Sleep came fast and hard, and then Kam was pushing my arm.
“It’s John,” she said, and gave me the phone. I was really confused. It felt like it was almost dawn and I checked the phone; it was after 4 am. Where the hell was John calling from?
“Hey,” I said.
“Morning!” he said, sounding utterly wiped. He can usually cover fatigue with a positive attitude, but he didn’t even try.
“Where are you?”
“In the car.” Which was not helpful. Where was the car? I assumed he was calling from the road and had driven straight back to Orange County, but then I couldn’t understand the timing.
“Where’s the car?” I asked.
“Whitney Portal,” he said. “In the parking lot.”
“Dude,” I said, because, damn. “It’s almost 5. Where have you been? Did you sleep in the car?”
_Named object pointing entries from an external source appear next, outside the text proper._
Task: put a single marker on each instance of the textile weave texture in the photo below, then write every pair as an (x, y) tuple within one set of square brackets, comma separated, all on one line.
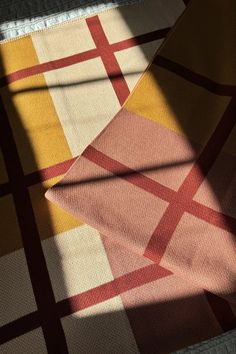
[(64, 288), (160, 179), (20, 17)]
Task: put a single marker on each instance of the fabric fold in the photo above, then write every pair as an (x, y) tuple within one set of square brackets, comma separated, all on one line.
[(160, 179)]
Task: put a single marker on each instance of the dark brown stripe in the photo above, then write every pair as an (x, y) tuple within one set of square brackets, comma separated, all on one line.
[(86, 299), (197, 79), (222, 311), (19, 327), (142, 39), (51, 325)]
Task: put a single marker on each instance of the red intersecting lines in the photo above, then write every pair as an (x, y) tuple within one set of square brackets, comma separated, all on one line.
[(49, 313), (109, 60)]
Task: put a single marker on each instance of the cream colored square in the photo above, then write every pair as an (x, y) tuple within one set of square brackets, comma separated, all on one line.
[(63, 41), (84, 100), (16, 293), (134, 61), (76, 262), (129, 21), (29, 343), (103, 328)]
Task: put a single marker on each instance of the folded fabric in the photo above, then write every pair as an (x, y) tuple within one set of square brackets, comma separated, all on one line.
[(64, 288), (160, 179)]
“Just got here,” he said. I couldn’t figure it out. We’d split up before 5 pm so he could summit. He was fresh at at the time and it was only 11 miles back. Even with the darkness slowing him down, it was more more than six hours worth of hiking for him. He was fast on the downhills.
“I don’t understand,” I said. “Are you okay.”
“I got a bit lost,” he said. “A few times.”
Shit. Now I felt really bad.
“I have to get back to OC for a parent-teacher conference,” he said. What? Can I pick you up and take you to the car?
“Yeah, of course.” I got up and got dressed, feeling utterly wiped. How had he gotten lost?
J0hn showed up a bit later and I took over the driving. He looked exhausted. As we drove back to Onion Valley, he alternated between head-fake sleeping and telling me about his night.
“I just kept losing the trail,” he said. “I’d walk into some wall or up to some cliff, and I knew that was wrong, so I’d backtrack to find the trail and start over.”
Apparently this happened several times. He enjoyed the sunset on the summit and headed down in the dark, he got lost by himself in the way down. I’m a crappy friend.
He dropped me off at the campground and we headed back down toward Independence and the 395. He drove straight-on through Lone Pine toward his mid-morning parent-teacher conference (!) and I went back to the hotel to pickup Kam.
John texted later to let us know that he’d made it to the conference on time, and then taken the girls to a softball game or something. Power to the Dad.
And thanks, John for a weird and amazing day.